I was the one who told you about the latency being an issue holding back ryzen because of the Fabric running at Ram frequency. It was very funny, I was trying to spread that message at
Overclock.net and was being told I was an Idiot 3 months ago. I am laughing down my sleeve now as everyone is talking about latency and timings.

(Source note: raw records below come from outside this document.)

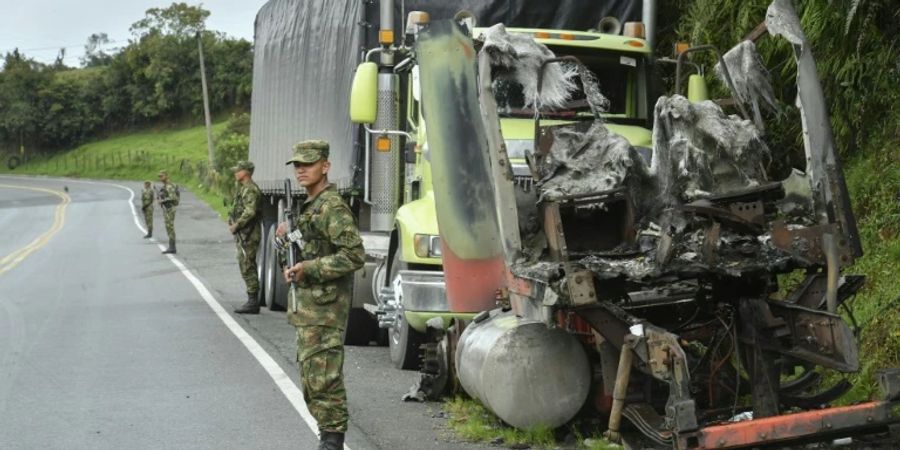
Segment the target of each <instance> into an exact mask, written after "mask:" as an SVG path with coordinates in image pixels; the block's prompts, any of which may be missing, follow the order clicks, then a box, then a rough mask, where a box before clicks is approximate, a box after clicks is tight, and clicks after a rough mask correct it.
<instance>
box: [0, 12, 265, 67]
mask: <svg viewBox="0 0 900 450" xmlns="http://www.w3.org/2000/svg"><path fill="white" fill-rule="evenodd" d="M266 1H267V0H204V1H202V2H200V1H190V0H188V1H186V3H188V4H189V5H198V4H202V6H203V8H204V9H206V10H208V11H210V13H211V14H210V16H209V18H208V19H207V21H206V28H207V29H209V30H215V31H221V32H224V33H225V34H227V35H229V36H231V37H235V38H244V39H246V40H248V41H251V42H253V20H254V19H255V18H256V13H257V11H259V8H260V7H261V6H262V5H263V4H265V3H266ZM172 3H173V1H172V0H0V55H4V54H6V53H7V52H9V51H12V50H13V49H14V48H18V49H19V51H20V52H22V53H24V54H25V55H26V56H28V57H31V58H34V59H36V60H38V61H41V62H53V60H54V59H56V55H57V53H58V52H59V49H60V48H61V47H65V48H66V59H65V62H66V65H69V66H79V65H80V61H79V58H80V57H81V56H82V55H83V54H84V44H85V43H86V42H87V38H88V36H90V35H91V34H93V33H106V34H107V35H109V39H110V41H114V42H112V43H111V44H110V46H109V48H107V49H106V50H107V51H109V50H111V49H113V48H117V47H122V46H125V45H127V44H128V39H129V38H131V33H129V32H128V28H129V27H130V26H131V24H132V23H134V22H137V21H138V20H140V19H142V18H143V17H144V12H145V11H147V10H148V9H150V8H166V7H168V6H169V5H171V4H172Z"/></svg>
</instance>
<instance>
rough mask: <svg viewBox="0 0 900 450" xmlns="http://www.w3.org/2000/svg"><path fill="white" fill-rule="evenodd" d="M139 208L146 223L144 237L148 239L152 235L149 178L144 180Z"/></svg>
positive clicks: (152, 206)
mask: <svg viewBox="0 0 900 450" xmlns="http://www.w3.org/2000/svg"><path fill="white" fill-rule="evenodd" d="M141 210H142V211H143V212H144V223H145V224H146V225H147V234H145V235H144V239H150V238H151V237H153V185H152V184H151V183H150V180H147V181H145V182H144V190H143V191H141Z"/></svg>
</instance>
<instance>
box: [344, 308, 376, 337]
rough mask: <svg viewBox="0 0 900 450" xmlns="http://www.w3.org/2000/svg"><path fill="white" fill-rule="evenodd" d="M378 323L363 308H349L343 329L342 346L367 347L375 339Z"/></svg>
mask: <svg viewBox="0 0 900 450" xmlns="http://www.w3.org/2000/svg"><path fill="white" fill-rule="evenodd" d="M377 333H378V322H376V321H375V320H374V319H372V316H371V315H370V314H369V313H368V312H367V311H366V310H365V309H363V308H350V315H349V316H347V326H346V327H345V328H344V345H359V346H365V345H369V342H372V341H374V340H376V339H377Z"/></svg>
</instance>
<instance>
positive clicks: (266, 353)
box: [67, 180, 350, 450]
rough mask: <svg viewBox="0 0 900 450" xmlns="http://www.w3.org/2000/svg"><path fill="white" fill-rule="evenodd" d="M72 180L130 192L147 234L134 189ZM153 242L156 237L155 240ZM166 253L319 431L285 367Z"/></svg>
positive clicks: (194, 278)
mask: <svg viewBox="0 0 900 450" xmlns="http://www.w3.org/2000/svg"><path fill="white" fill-rule="evenodd" d="M67 181H74V182H80V183H87V184H104V185H108V186H115V187H117V188H120V189H124V190H126V191H128V193H129V194H130V196H129V198H128V206H129V207H131V215H132V217H133V218H134V224H135V226H137V228H138V229H139V230H141V233H144V234H146V233H147V229H146V228H144V225H143V224H142V223H141V219H140V218H139V217H138V214H137V208H136V207H135V206H134V197H135V195H134V191H133V190H132V189H131V188H129V187H127V186H122V185H121V184H115V183H106V182H96V181H80V180H67ZM154 242H155V240H154ZM157 246H158V247H159V249H160V250H165V248H166V247H165V246H163V245H162V244H159V243H157ZM166 256H167V257H169V261H172V264H174V265H175V267H177V268H178V270H179V271H180V272H181V274H182V275H184V277H185V278H187V280H188V281H190V283H191V284H192V285H193V286H194V289H195V290H196V291H197V293H199V294H200V297H202V298H203V300H204V301H205V302H206V304H207V305H209V307H210V308H212V310H213V312H214V313H216V316H218V317H219V320H221V321H222V323H224V324H225V327H227V328H228V330H229V331H231V333H232V334H234V336H235V337H236V338H237V339H238V340H239V341H241V343H242V344H244V347H246V348H247V351H249V352H250V354H251V355H253V357H254V358H256V362H258V363H259V365H260V366H262V368H263V369H264V370H265V371H266V373H268V374H269V377H271V378H272V381H274V382H275V385H276V386H278V389H280V390H281V393H282V394H284V397H285V398H286V399H287V400H288V402H290V404H291V406H293V407H294V410H296V411H297V413H298V414H300V417H301V418H302V419H303V421H304V422H306V425H307V426H308V427H309V429H310V430H312V432H313V434H315V435H318V429H319V426H318V423H317V422H316V419H315V418H313V416H312V414H310V413H309V409H308V408H307V407H306V402H305V401H304V400H303V392H302V391H301V390H300V388H299V387H297V385H296V384H295V383H294V381H293V380H291V377H290V376H288V374H287V373H285V372H284V369H282V368H281V366H279V365H278V363H277V362H275V360H274V359H272V356H271V355H269V354H268V353H267V352H266V351H265V350H264V349H263V348H262V346H261V345H259V343H258V342H256V340H255V339H253V336H250V334H249V333H247V331H246V330H244V328H243V327H241V325H240V324H238V323H237V322H236V321H235V320H234V318H232V317H231V315H229V314H228V312H227V311H225V308H223V307H222V304H221V303H219V301H218V300H216V298H215V296H213V295H212V293H211V292H210V291H209V289H207V288H206V286H204V285H203V283H202V282H201V281H200V279H199V278H197V276H196V275H194V273H193V272H191V271H190V269H188V268H187V267H186V266H185V265H184V263H182V262H181V260H179V259H178V258H177V257H175V255H171V254H166ZM344 450H350V447H349V446H348V445H347V444H344Z"/></svg>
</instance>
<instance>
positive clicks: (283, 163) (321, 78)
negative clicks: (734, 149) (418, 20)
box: [250, 0, 641, 191]
mask: <svg viewBox="0 0 900 450" xmlns="http://www.w3.org/2000/svg"><path fill="white" fill-rule="evenodd" d="M394 5H395V10H396V11H395V14H394V17H395V22H396V23H395V26H394V29H395V30H397V31H398V32H402V30H403V28H402V25H401V24H402V23H405V20H406V19H405V17H403V12H409V11H412V10H422V11H427V12H428V13H429V14H430V15H431V17H432V20H439V19H447V18H452V17H453V16H454V15H455V14H456V13H457V12H458V11H460V10H463V9H465V10H469V11H472V12H473V13H474V14H475V17H476V18H477V21H478V26H488V25H493V24H495V23H500V22H502V23H505V24H506V25H507V26H513V27H531V28H558V29H570V30H587V29H589V28H592V27H596V25H597V23H598V22H599V21H600V19H601V18H603V17H606V16H614V17H616V18H618V19H619V20H620V21H622V22H626V21H632V20H640V16H641V2H640V1H639V0H638V1H622V0H616V1H598V0H569V1H559V2H556V1H546V0H518V1H513V0H507V1H488V0H485V1H479V0H468V1H452V0H418V1H415V0H409V1H406V2H405V4H403V9H404V11H401V2H400V1H395V2H394ZM363 27H365V28H363ZM377 30H378V4H377V2H375V3H367V2H365V1H363V0H307V1H302V0H271V1H269V2H268V3H266V4H265V5H263V7H262V8H260V10H259V13H258V14H257V16H256V31H255V38H254V57H253V98H252V103H251V110H252V114H251V122H250V159H251V160H252V161H253V162H254V164H256V172H255V174H254V179H255V180H256V181H257V182H258V183H259V185H260V187H261V188H262V189H263V190H264V191H274V190H278V189H281V187H282V185H283V180H284V179H285V178H288V177H290V178H293V176H292V172H291V169H290V167H288V166H285V165H284V162H285V161H287V160H288V159H289V155H290V149H291V146H292V145H293V144H294V143H295V142H297V141H299V140H302V139H325V140H327V141H329V142H330V143H331V162H332V169H331V172H330V173H329V179H330V180H331V181H332V182H334V183H336V184H337V185H338V187H340V188H349V187H353V186H354V183H359V182H361V180H362V177H356V178H358V179H354V168H355V167H357V160H358V159H359V157H360V154H361V153H362V152H361V145H362V144H361V143H357V142H356V141H357V134H356V130H357V128H356V126H354V125H352V124H351V123H350V121H349V112H348V111H349V95H350V84H351V81H352V78H353V73H354V71H355V70H356V65H357V64H358V63H359V62H361V59H362V57H363V54H364V52H365V50H367V49H370V48H372V47H375V46H376V45H377V39H376V35H377Z"/></svg>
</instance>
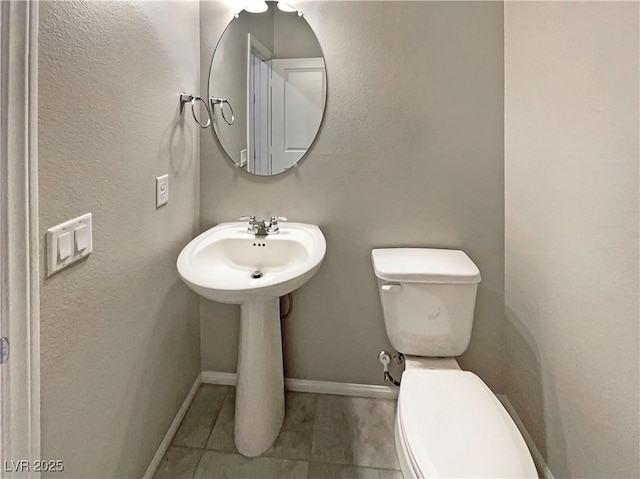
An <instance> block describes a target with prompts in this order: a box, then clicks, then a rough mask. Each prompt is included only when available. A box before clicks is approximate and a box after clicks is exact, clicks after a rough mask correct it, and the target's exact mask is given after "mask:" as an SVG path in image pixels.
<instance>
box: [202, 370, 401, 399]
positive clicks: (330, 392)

The extra bandwidth in GB/s above 3200 doesn't really help that much for extra performance. Kits that are rated at higher frequencies and can be used as you have to keep latencies low by dropping the kit to run slower but tighter. 4000mhz kits are not worth spending the money on unless you can turn the binning to your advantage, running the ram at lower frequencies but with much tighter timings, given that 4000mhz kits are rated at CL18 and CL19 they are not actually that fast to start with compared to the 3200c14, 3600cl15 or CL16 kits making the slower kits a much better buy. When 4500 becomes an available product then the ultra high kits will give Ryzen better performance as their native latency will be around 8ns but they will initially be cost prohibitive.
One thing that you didnt mention is that all ram has a native latency that you can calculate from the timings and it can be helpful in deciding what direction to take in setting up you system memory. The formula is (CAS setting/Kit MTs rating) x 2000 or you can use (CAS/actual frequency Mhz) x 1000 ad the DDR4 kits are double data rate kits. The actual frequency that the Infinity Fabric is using is half of what the kit states. the 2000 takes this into account so you don need to remember to divide the kit speed in two.
18/4000 x 2000 = 9 ns
16/3600 x 2000 = 8.89ns
14/3466 x 2000 = 8.08ns
14/3200 x 2000 = 8.75ns
12/3200 x 2000 = 7.5ns
You can see that your kit at 3466 is better than the kit at 3600c16 or 4000c18. If you can get your system to boot and run with your Ram kit set at 3200 CL12 settings, you should find even more performance in gaming.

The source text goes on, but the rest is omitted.